GOP host St. Paul gets day in the sun
By PATRICK CONDON
Associated Press
August 29, 2008
ST. PAUL, Minn. (AP) -- The Republican National Convention should be St. Paul's big moment. Too bad most everyone seems to think it's being held in Minneapolis.
"It's like nails on a chalkboard when I hear that," said Mary Lethert Wingerd, a St. Paul native and historian of the city.
Happens all the time.
This is, after all, the city that comes after the hyphen in the urban conglomeration known as Minneapolis-St. Paul. It's the city of Charles M. Schulz, whose endearing loser Charlie Brown could never catch a break.
For a few days in September, at least, call it St. Paul-Minneapolis, the underdog taking a turn as top dog. Charlie finally gets to kick the football that Lucy always pulled away.
The long rivalry between the Twin Cities isn't as potent as it was in the decades before freeways and automobiles shrank the 10 miles that separate the two downtowns. What hasn't changed is the conviction among many longtime St. Paulites that their hometown is just a little bit better than the bigger, flashier neighbor a few miles up the Mississippi.
"I love to visit Minneapolis, but there's something about St. Paul that's charming and simple," said Nick Linsmayer, a manufacturing executive whose St. Paul roots reach back to 1849.

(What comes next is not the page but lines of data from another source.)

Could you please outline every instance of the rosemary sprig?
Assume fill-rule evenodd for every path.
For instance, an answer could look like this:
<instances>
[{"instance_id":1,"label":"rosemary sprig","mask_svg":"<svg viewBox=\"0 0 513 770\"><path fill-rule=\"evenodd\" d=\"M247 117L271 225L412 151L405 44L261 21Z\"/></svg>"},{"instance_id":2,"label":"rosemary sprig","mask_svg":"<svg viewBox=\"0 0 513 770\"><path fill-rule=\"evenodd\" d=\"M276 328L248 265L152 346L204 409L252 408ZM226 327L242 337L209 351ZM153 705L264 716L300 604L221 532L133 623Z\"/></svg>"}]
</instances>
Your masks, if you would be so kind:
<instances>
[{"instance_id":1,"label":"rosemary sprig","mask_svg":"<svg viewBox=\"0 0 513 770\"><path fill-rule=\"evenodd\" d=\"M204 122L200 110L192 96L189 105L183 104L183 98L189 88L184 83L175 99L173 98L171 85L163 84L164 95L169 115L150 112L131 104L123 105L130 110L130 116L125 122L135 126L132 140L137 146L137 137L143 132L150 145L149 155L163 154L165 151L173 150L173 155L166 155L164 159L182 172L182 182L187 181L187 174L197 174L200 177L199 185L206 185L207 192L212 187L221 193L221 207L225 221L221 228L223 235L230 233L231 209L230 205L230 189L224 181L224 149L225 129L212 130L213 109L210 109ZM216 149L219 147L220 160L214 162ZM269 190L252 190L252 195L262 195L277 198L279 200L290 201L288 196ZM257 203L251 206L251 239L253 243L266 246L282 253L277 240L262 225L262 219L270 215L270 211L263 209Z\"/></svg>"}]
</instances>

Minneapolis takes bragging rights in the easiest measurement of civic strength, population: It has about 100,000 more residents than St. Paul. It's the state's economic and cultural center, while St. Paul is the seat of state government.
Minneapolis offers more modern architecture and fancier restaurants, the Guthrie Theater and the Walker Art Center, three pro sports teams, five major lakes within its boundaries and the University of Minnesota's main campus. The city launched rockers Prince and the Replacements.
St. Paul has a downtown shaded by historic buildings and neighborhoods lined with block upon block of pristine Victorian homes. It's got science and history museums, pro hockey, two lakes and a smaller University of Minnesota campus.
Literary heavyweight F. Scott Fitzgerald hailed from St. Paul. Schulz grew up in St. Paul and sold his first panel cartoon to the St. Paul Pioneer Press in 1947, three years before the debut of Peanuts.
"St. Small, don't they call it?" offered Carol Connolly, St. Paul's poet laureate and a lifelong resident whose ancestors moved here in 1885. "It is. You can hardly go anywhere in St. Paul that you don't see someone you know. Which is the great thing about it, I think."
St. Paul was founded before Minneapolis and was larger for the first few decades of the two cities' existence. French-Canadian traders set up camp south of Fort Snelling on the Mississippi in 1840, dubbing the settlement Pig's Eye (the nickname of an original settler and bootlegger). In its earliest days, the area was hub of the whiskey trade that catered to soldiers at the remote military outpost.
Local Catholic leaders soon saw to it that the city was renamed St. Paul, cementing a relationship between the Catholic Church and the city's ruling class that exists to this day. By the time Minnesota became a state in 1858, St. Paul was its biggest city and a regional trading center.